The district court dismissed the suit, holding that the plaintiff failed to allege that he suffered any actual harm.
But the Ninth U.S. Circuit Court of Appeals reversed and let the putative class action move forward. The three-judge appellate panel held that the plaintiff did not have to establish economic harm because the FCRA provides for a private right of action with no damages requirement.
“When, as here, the statutory cause of action does not require proof of actual damages, a plaintiff can suffer a violation of the statutory right without suffering actual damages,” the panel wrote.

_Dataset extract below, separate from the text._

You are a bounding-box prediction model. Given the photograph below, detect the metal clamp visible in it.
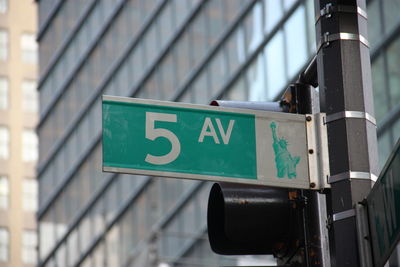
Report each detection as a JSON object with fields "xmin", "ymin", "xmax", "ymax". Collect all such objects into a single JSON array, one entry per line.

Spokeo filed a writ of certiorari with the nation’s highest court in May, in which he argued that the plaintiff must show actual harm rather than a mere fear that potential employers may rely on the allegedly inaccurate data. Since there is a split in the Circuits, the Supreme Court invited the U.S. Solicitor General to file a brief to set forth the views of the federal government – an indication that the Supreme Court will grant certiorari.

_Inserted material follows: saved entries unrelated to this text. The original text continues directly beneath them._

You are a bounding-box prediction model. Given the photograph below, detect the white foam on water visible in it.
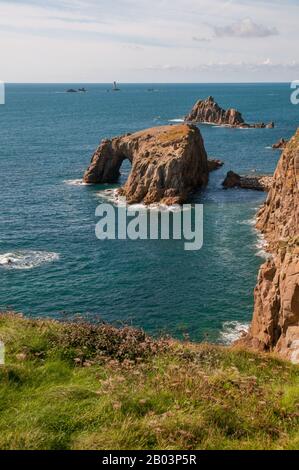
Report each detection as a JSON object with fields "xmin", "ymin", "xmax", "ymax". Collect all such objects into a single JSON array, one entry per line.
[
  {"xmin": 219, "ymin": 321, "xmax": 250, "ymax": 345},
  {"xmin": 254, "ymin": 232, "xmax": 271, "ymax": 259},
  {"xmin": 200, "ymin": 121, "xmax": 219, "ymax": 126},
  {"xmin": 265, "ymin": 146, "xmax": 272, "ymax": 149},
  {"xmin": 146, "ymin": 203, "xmax": 189, "ymax": 213},
  {"xmin": 168, "ymin": 118, "xmax": 184, "ymax": 123},
  {"xmin": 96, "ymin": 188, "xmax": 121, "ymax": 204},
  {"xmin": 96, "ymin": 189, "xmax": 189, "ymax": 212},
  {"xmin": 64, "ymin": 179, "xmax": 91, "ymax": 186},
  {"xmin": 255, "ymin": 249, "xmax": 272, "ymax": 260},
  {"xmin": 0, "ymin": 251, "xmax": 59, "ymax": 270},
  {"xmin": 238, "ymin": 217, "xmax": 256, "ymax": 226}
]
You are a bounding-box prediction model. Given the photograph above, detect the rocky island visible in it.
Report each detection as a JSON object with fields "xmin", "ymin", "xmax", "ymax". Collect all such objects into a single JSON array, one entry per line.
[
  {"xmin": 239, "ymin": 129, "xmax": 299, "ymax": 362},
  {"xmin": 222, "ymin": 171, "xmax": 272, "ymax": 191},
  {"xmin": 83, "ymin": 124, "xmax": 209, "ymax": 205},
  {"xmin": 185, "ymin": 96, "xmax": 274, "ymax": 129}
]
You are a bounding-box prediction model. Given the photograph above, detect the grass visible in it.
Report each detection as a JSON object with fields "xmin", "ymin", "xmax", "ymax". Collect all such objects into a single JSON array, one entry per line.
[
  {"xmin": 0, "ymin": 312, "xmax": 299, "ymax": 450},
  {"xmin": 158, "ymin": 125, "xmax": 190, "ymax": 144}
]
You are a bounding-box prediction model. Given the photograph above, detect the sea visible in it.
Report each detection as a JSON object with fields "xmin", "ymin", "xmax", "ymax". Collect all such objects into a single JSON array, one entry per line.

In another case, the Supreme Court rejected a petition from Electronic Arts to consider whether its use of college athletes’ names and likenesses is entitled to First Amendment protection. Sam Keller, a starting quarterback for Nebraska and Arizona State, argued that Electronic Arts violated his right of publicity under California law by featuring an avatar at his position wearing his jersey and number with the same height, weight, skin tone, hair color, hair style, handedness, home state, play style (pocket passer), visor preference, facial features, and school year.
EA responded with an anti-SLAPP counterclaim, arguing that Keller’s suit was a strategic lawsuit against public participation and that the company had a First Amendment right to make use of publicly available information for its NCAA College Football video game.
Although a dissenting member of the three-judge panel chided the majority for engaging in “excessive deconstruction” in lieu of a “more holistic examination,” the Ninth Circuit affirmed the denial of EA’s motion to strike Keller’s complaint.
EA “elected to use avatars that mimic real college football players for a reason,” the majority wrote. “If EA did not think there was value in having an avatar designed to mimic each individual player, it would not go to the lengths it does to achieve realism in this regard. Having chosen to use the players’ likenesses, EA cannot now hide behind the numerosity of its potential offenses or the alleged unimportance of any one individual player.”
By denying EA’s motion to intervene in the litigation, the Supreme Court let the opinion stand.
To read the Ninth Circuit decision in Robins v. Spokeo, click here.
To read Spokeo’s petition for writ of certiorari, click here.
To read the Ninth Circuit decision in Keller v. Electronic Arts, click here.
Why it matters: While the Supreme Court denied the cert. petition in the publicity rights lawsuit, the Court’s request for the Solicitor General to file a brief in the Spokeo case indicates a serious interest to grant certiorari. The issue of whether a plaintiff must allege “actual harm” has become increasingly important in the age of data breaches and privacy violations, and companies such as eBay, Google, Yahoo, and the U.S. Chamber of Commerce, have filed amicus briefs in support of Spokeo’s appeal, arguing that such suits have a negative impact on business.